Around 45 minutes into Citi's second-quarter earnings call, when talking about AI efficiencies, the bank's chief financial officer name-dropped another executive: Tim Ryan.
Citi is counting on Ryan, the head of technology, to catapult it past an era of outdated technology and regulatory scrutiny, in part by leveraging AI. Ryan oversees the bank's nearly $12 billion tech budget, and said his focus is on making sure Citi's more than 220,000 employees are actually using AI tools.
To Ryan, that doesn't mean keeping track of every AI token workers spend the bank's money on, but rather striking the right balance between "metrics and pride."
"What we realized very quickly is — don't measure everything, because you'll stifle it. You have to measure the big things, but don't try to measure every last-mile use case, because, frankly, you'll uninspire people if they feel like they're being watched too much," he told Business Insider in May.
Ryan said that philosophy reflects his belief that companies won't win the AI race on the technology choices they make, but how people use it.
"I don't think you'll hear anybody stand up and say I won because I chose this LLM or this LLM," Ryan said. "Where they will win or lose is how they bring tens and tens of thousands of people along."
The firm has hundreds of AI use cases, and Fraser said nearly 90% of employees were using AI tools on the second-quarter earnings call. Ryan pointed to Citi's 4,000-person peer-to-peer training program as an effective way to scale adoption, and said he's focusing in part on scaling the use of agents in coding.
Metrics matter, but they're not everything
Unlike some of Citi's peers, Ryan doesn't think that measuring employees' granular use of AI will help scale the technology. (JPMorgan has AI dashboards for individual engineers, and Goldman Sachs tracks teams' velocity.) Doing so, he said, risks making people feel like they're being monitored.
"I don't believe in life on the spectrums," he said. "If it's all metrics and no pride, you're in trouble, because it's not sustainable. If it's all pride and no metrics, that's not sustainable."
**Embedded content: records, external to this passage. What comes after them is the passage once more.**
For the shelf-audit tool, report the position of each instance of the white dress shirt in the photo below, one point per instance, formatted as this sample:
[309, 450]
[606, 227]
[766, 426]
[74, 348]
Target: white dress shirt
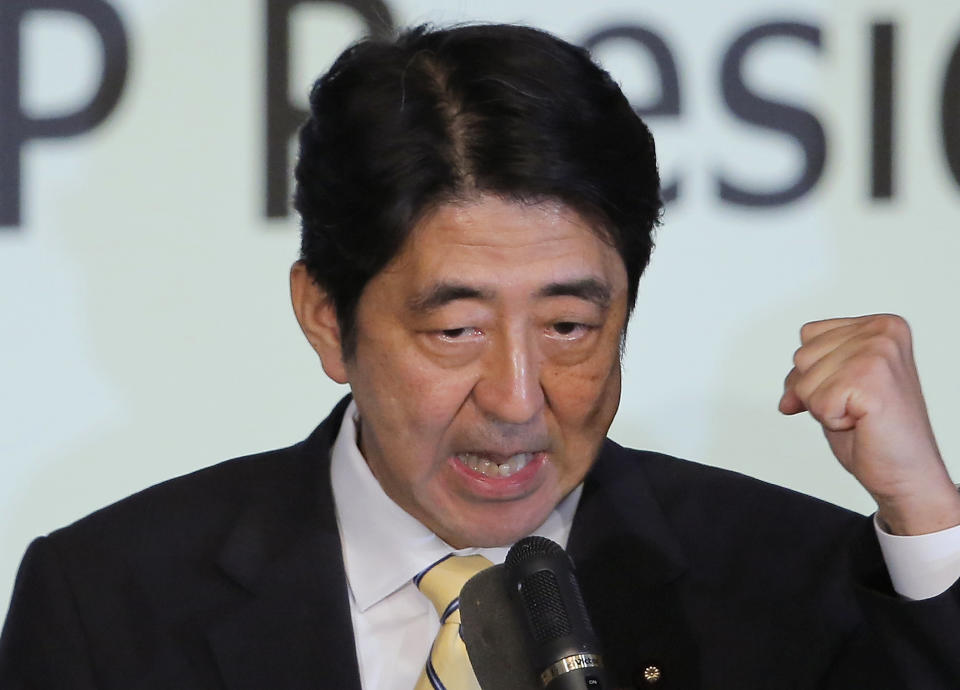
[384, 547]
That doesn't mean Citi isn't keeping track of its spending. The conversation around token costs is heating up across industries. Coinbase has instituted weekly price caps; Walmart has placed usage limits on an internal tool; JPMorgan's chief financial officer said token spending will become an increasingly important question.
Ryan said Citi measures "the big things" and encourages employees to use the lowest-cost model that meets their needs, since "you don't need a Ferrari to do some of the stuff."
"What we can't do is be disjointed. That's not great leadership," he said. "We have well-established tools in place to track our spend, and every time we do something big, there's an ROI attached."
Like the rest of the bank, Ryan is trimming his team. In 2024, Citi committed to cutting up to 20,000 jobs over three years as part of its sweeping "Transformation" effort. Fraser said that the bank's head count was down to 219,000 on the second-quarter earnings call.
When asked about how he was thinking about headcount and AI, Ryan acknowledged the widespread fear among engineers across industries, but did not explicitly link job cuts to the technology. He said he's focused on reducing the number of the bank's contractors over full-time employees.
"What I can control is making sure we're being smart about hiring, so we can make sure we grow into growth and minimize the number of pressure layoffs," he said. "We've been incredibly open about that with our people, and while it doesn't take the fear away, it reduces it and tries to help people focus on what they can control."